Hehe…the Mormon comment made me laugh. I’m very sorry you have to deal with all these comments. I would have run crying from the room several times. So you’re doing great and only a few more days!
I don’t know how you haven’t strangled her yet. Or at least given her a good stiff bitch-slap.
But whenever I start feeling sorry for myself about having my MIL living in the same town, I’ll remember this and bless my stars that at least she’ll never be a houseguest.
Use the calming chant from ‘Anger Management’:
“Goosfraba.” Say out loud and confuse the hell out of her.
I know this situation sucks for you, but damn if it isn’t pure comedy for the rest of us. Hang in there.

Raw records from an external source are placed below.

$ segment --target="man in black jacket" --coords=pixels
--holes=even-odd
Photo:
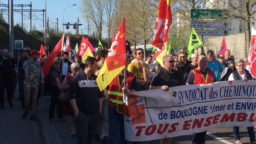
[[[101,116],[102,94],[94,75],[97,59],[88,57],[69,83],[69,99],[75,111],[78,144],[91,144]]]

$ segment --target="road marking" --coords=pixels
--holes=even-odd
[[[208,136],[210,136],[210,137],[212,137],[212,138],[214,138],[214,139],[216,139],[216,140],[218,140],[218,141],[221,141],[221,142],[223,142],[223,143],[225,143],[225,144],[233,144],[233,143],[232,143],[232,142],[229,142],[229,141],[227,141],[224,140],[224,139],[221,139],[221,138],[220,138],[219,137],[217,137],[217,136],[215,136],[215,135],[213,135],[213,134],[210,134],[210,133],[209,133],[209,132],[207,132],[207,135]]]

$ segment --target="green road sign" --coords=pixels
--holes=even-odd
[[[191,19],[228,19],[228,10],[191,9]]]

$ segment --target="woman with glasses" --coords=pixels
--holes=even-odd
[[[247,82],[248,80],[252,80],[251,75],[248,71],[244,69],[244,61],[242,59],[238,59],[235,63],[237,70],[230,74],[228,80],[243,80]],[[256,144],[253,127],[247,127],[247,130],[250,137],[250,144]],[[240,141],[239,127],[233,127],[233,132],[235,144],[242,144]]]
[[[63,91],[68,90],[69,88],[69,82],[74,76],[76,75],[79,71],[79,64],[74,62],[71,65],[71,70],[72,73],[68,75],[63,80],[61,84],[61,90]],[[71,106],[70,102],[67,104],[63,104],[62,108],[62,114],[68,116],[68,122],[71,129],[70,136],[73,137],[76,136],[75,130],[75,112]]]

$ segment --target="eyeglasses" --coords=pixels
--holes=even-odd
[[[138,55],[141,55],[141,54],[144,54],[144,52],[138,52],[138,53],[137,53],[137,54],[138,54]]]
[[[239,66],[239,67],[244,67],[245,65],[244,64],[240,64],[240,65],[237,65],[237,66]]]
[[[174,63],[175,61],[165,61],[166,62],[169,62],[170,63]]]

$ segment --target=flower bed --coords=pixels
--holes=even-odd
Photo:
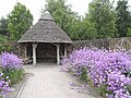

Hey! I think your MIL and my MIL went to the same training camp. And it sounds like she too passed “mean spirited comments” and “withering looks” with flying colours. Did yours also manage to skip the final physical (which would have revealed the ability to breath fire and green horns at the base of her neck) by using her super human guilting ability on both the trainer and your husband? Oh, Mine also wrote the book, “How to kill your Daughter in Law’s self worth in 5 steps or less.”
Good luck, I glad it’s almost over!
My MIL is nice but we won’t ever see much of her (she and my husband haven’t been on speaking terms for years, which has more to do with my husband’s stubbornness than hers) but my FIL. Oh, my FIL. I feel your pain as your MIL sounds much like my FIL. I feel your pain and desperation for the visit to be over.
I’m sure this has been covered elsewhere, but why, oh why, hasn’t your husband stepped up to the plate here? Why is he allowing HIS mother to treat his wife, not to mention the mother of his children, this way?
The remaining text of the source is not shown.